Alex Megos climbed a new 5.14d in Frankenjura called Space Lap. “Might have been the last really good day in the Frankenjura,” said Megos. “And I made the best of it. Not only that the climbing legend Jerry Moffatt was with us at the crag, but also did he cheer me on while doing the first ascent of another 5.14d in the Frankenjura. It was a project of Philipp Warda who belayed me during the send.”

Jonathan Siegrist sent Chris Sharma’s well known route Papichulo 5.15a in Oliana, Spain. “Papichulo is an incredible 45-metre route,” said Siegrist. “It’s involved, with a very pumpy and nerve-racking finish after a consistently tough first half.” Siegrist has climbed three 5.15as and he sent this one at night, with a headlamp on.

Watch Joe Kinder project Papichulo:

“Missed The Bus” – Papichulo from EASTERN MOUNTAIN SPORTS on Vimeo.

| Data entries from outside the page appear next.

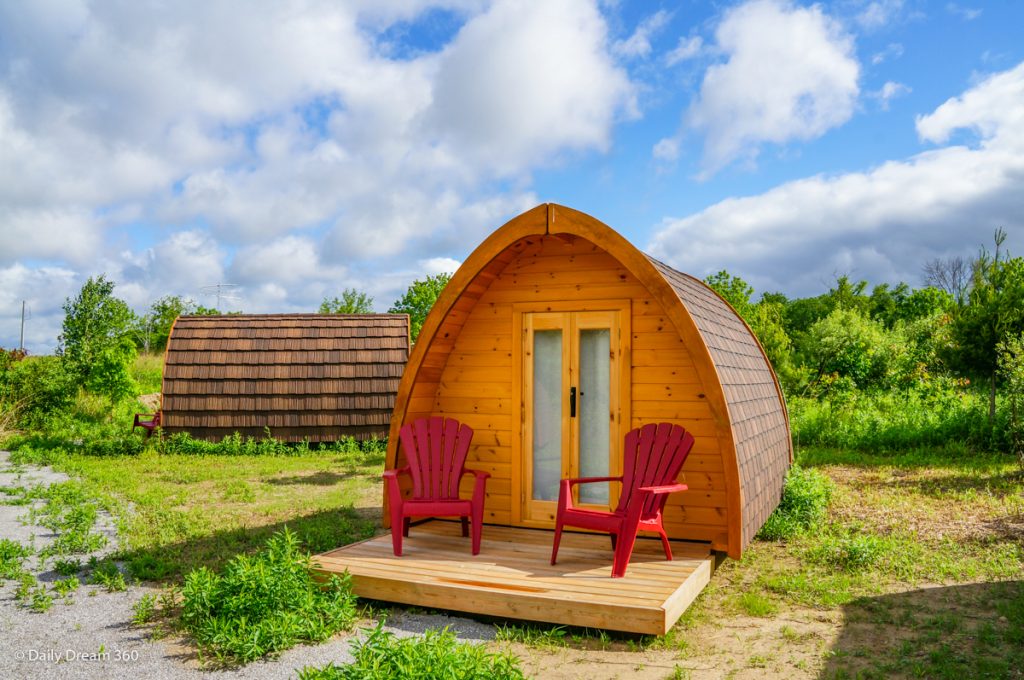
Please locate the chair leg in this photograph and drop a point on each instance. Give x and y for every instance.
(399, 526)
(624, 551)
(554, 546)
(665, 544)
(477, 526)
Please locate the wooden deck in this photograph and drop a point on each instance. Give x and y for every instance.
(512, 578)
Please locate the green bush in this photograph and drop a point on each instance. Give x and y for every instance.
(437, 654)
(804, 504)
(34, 388)
(263, 604)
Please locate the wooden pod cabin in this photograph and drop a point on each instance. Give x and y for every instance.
(313, 377)
(557, 336)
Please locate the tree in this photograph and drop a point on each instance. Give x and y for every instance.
(735, 291)
(95, 342)
(351, 302)
(951, 274)
(765, 319)
(155, 328)
(418, 301)
(994, 311)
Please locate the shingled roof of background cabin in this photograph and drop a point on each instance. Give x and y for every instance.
(314, 377)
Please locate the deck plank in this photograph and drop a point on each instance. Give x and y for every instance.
(512, 578)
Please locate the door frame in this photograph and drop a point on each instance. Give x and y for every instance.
(625, 342)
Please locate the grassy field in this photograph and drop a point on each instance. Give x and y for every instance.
(916, 571)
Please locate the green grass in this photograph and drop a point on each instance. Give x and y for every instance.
(178, 512)
(383, 656)
(263, 604)
(12, 556)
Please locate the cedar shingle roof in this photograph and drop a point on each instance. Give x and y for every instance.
(314, 377)
(760, 423)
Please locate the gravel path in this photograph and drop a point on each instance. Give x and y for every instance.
(92, 637)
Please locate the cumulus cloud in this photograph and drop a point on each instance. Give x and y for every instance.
(686, 49)
(790, 75)
(882, 223)
(286, 146)
(638, 44)
(889, 91)
(879, 12)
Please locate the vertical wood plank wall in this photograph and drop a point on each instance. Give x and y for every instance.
(468, 373)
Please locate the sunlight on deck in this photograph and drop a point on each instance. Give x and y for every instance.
(511, 578)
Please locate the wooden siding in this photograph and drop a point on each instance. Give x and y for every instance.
(476, 381)
(313, 377)
(684, 368)
(760, 422)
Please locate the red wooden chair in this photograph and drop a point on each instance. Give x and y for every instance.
(653, 457)
(148, 422)
(435, 449)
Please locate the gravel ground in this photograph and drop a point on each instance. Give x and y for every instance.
(92, 637)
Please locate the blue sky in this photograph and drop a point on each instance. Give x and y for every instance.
(296, 150)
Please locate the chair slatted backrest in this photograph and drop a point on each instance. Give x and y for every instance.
(653, 456)
(435, 449)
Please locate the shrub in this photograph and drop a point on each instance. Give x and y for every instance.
(804, 504)
(263, 604)
(437, 654)
(34, 389)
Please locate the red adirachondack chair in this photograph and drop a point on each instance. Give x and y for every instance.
(435, 449)
(653, 457)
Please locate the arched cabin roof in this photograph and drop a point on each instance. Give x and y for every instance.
(313, 377)
(750, 399)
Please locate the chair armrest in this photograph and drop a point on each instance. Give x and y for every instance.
(590, 480)
(666, 489)
(395, 472)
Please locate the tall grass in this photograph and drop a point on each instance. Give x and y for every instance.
(897, 420)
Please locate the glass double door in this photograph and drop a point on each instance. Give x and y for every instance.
(570, 397)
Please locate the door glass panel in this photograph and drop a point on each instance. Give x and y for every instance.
(547, 414)
(594, 412)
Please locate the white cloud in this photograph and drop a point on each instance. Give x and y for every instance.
(967, 13)
(881, 224)
(791, 75)
(892, 51)
(300, 144)
(667, 150)
(638, 44)
(496, 64)
(686, 49)
(889, 91)
(436, 265)
(879, 13)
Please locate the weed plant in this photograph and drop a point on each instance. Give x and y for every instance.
(12, 555)
(804, 504)
(263, 604)
(107, 574)
(144, 609)
(437, 654)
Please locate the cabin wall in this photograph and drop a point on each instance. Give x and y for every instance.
(468, 374)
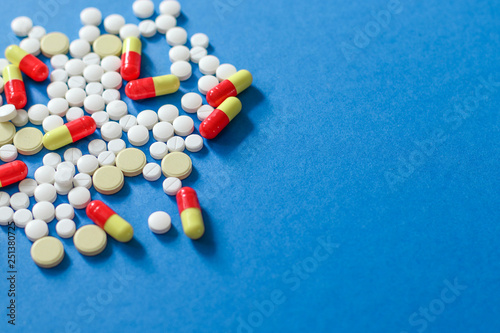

Jakob Schubert, one of the world’s leading comp climbers, has made the first ascent of Companion of Change 5.14d in Zillertal, Austria. An impressive send and only a few days after finishing third at the Kranj World Cup, which landed him in third overall of the season. “The route was bolted by Markus Schwaiger and then rebolted and cleaned by Gerhard Hörhager, two of the most important climbers of Tyrol,” said Schubert. “I tried this route many years ago and came back every once in a while.”

Adam Ondra, who recently won the Kranj World Cup and finished first overall for the season, has climbed another new 5.15a. This time it is at Srbsko in the Czech Republic and is called Predator. Ondra has climbed over 20 new routes 5.15a or harder.

Edu Marin sent Chilam Balam 5.15a in Spain. He had been projecting the climb with Dani Andrada who sent it last week. The route was first climbed in 2003 by Barnabe Fernandez. Marin has climbed nearly 10 route 5.14d or harder.

Magnus Midtbo has sent Era Vella in Margalef and gave it a personal grade of 5.14c. Chris Sharma originally graded it 5.14d, but lengthy debates over its difficulty have continued for years. Midtbo has climbed over a dozen routes 5.14d or harder. “Surprisingly fast in pretty damp conditions yesterday,” Midtbo said after his send. “Maybe the best route ever… Grades are not written in stone and it’s not science, so for them to be somewhat accurate we should all keep an open mind.”